A Type I Error is a false positive where a true null hypothesis is rejected, and a Type II Error is a false negative where a false null hypothesis is accepted. In this case, a Type II Error would conclude this pesticide does not increase cancer rates when it does, a Type I Error would conclude this pesticide does increase cancer rates when it doesn’t. We would want to minimize our risk of Type II Error because this sort of error could mislead people into thinking the pesticide is safe when it is not, and the continued use of it would increase cancer rates. A Type I Error is less important because in this case, cancer rates would not rise since the pesticide would be deemed unsafe. It may cause farmers to lose millions of dollars, but that is less expensive than the lives of people and the compounded medical costs of cancer of the country.

The randomization procedure to choose the territories may give us more large territories than small or vice versa. It could also generate coordinates that are close to one territory, both decreasing the randomization. A better randomization procedure would be to assign a number to each possible territory, (1-10 for the large territories, 11-20 for the small territories, for example) that could be used and use a random number generator, then generate 5 numbers for larger territories and 5 for smaller ones. This way, there is an even amount of territory sizes and each territory experimented on is randomized. 

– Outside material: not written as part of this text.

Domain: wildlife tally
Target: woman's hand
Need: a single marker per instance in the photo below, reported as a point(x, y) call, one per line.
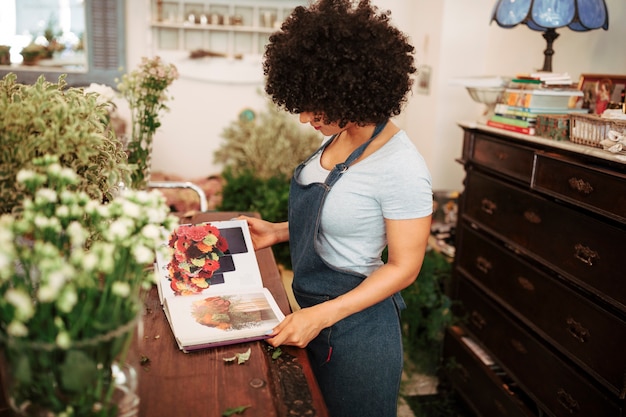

The factors that determine power are Replicants, Experimental noise (random variation) Experimental design (the various aspects, but a simpler design has more power), P-Value cutoff (usually P = 0.05), and How strong the treatment effect is (how big the difference is between treatment and control mean; stronger effect = more power). The power of our experiment is 84.2% (842 successful/1000 total). The probability that we get valid results is 0.842. The probability that we don’t get these results is 1 minus the power of design; 1-0.842=0.158, a 15.8% chance that water temperature doesn’t affect mating behavior. This would be a Type II error because a Type II error is the probability of falsely concluding there is no effect of treatments, when there really is a treatment effect. The probability that we would incorrectly conclude that water treatment did have an effect would be 0.05, since this is the cutoff for a significant alpha value. Since we would be rejecting a true null hypothesis, this would be a Type I error.